I watched Haldamire leave with the most disquieting look of confusion mingled with hope. At least her eyes weren't glassy with tears anymore. I wiped the remnants of wetness of my cheeks trying to pull myself together. It wouldn't do much at all to look excited about seeing Haldamire or unusually sad if Tar-Mairon's idea is going to work. I chewed on my thumbnail thinking about what to say, but also how to be natural.
"Inevitable, but ways to push it off until my fea is secure" I repeated to myself pacing back and forth. Honestly, I had no idea what exactly Haldamire was talking about in securing my "fea". She swore it would make sense after I convinced Maedhros to sleep with me before Gothmog does. How exactly is that supposed to "secure my fea" I do not comprehend.

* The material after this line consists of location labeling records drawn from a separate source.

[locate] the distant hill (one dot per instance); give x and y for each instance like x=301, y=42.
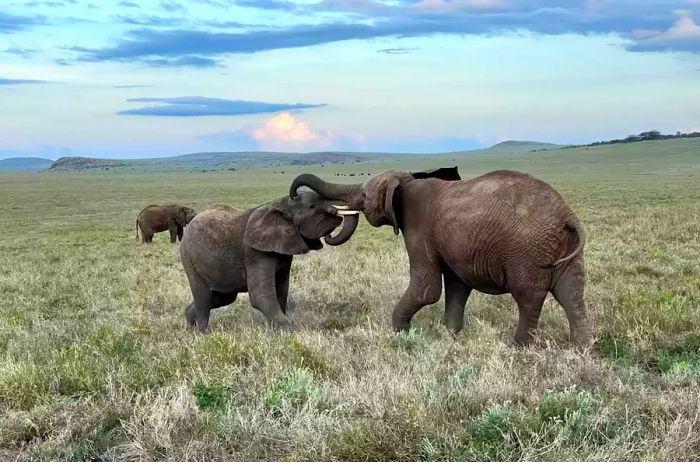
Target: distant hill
x=219, y=161
x=257, y=159
x=24, y=164
x=514, y=146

I let out a sigh of consternation glaring heatedly at the wall. I wish we had more time together. Time for this all to be explained as well as time just for each other. I kicked my foot against the floor and instantly regretted it at the throbbing that started up. It was so easy to make my feet prickle and ache. It was healing faster then I had thought possible, but it still felt like an eternity with having to walk everywhere. Not that I really go anywhere most of the time. Just that once. I tapped my foot sulkily thinking about the other fire demons witnessing that moment. I wonder if something like that has happened to Haldamire. I shuddered thinking about it and sat with a sigh.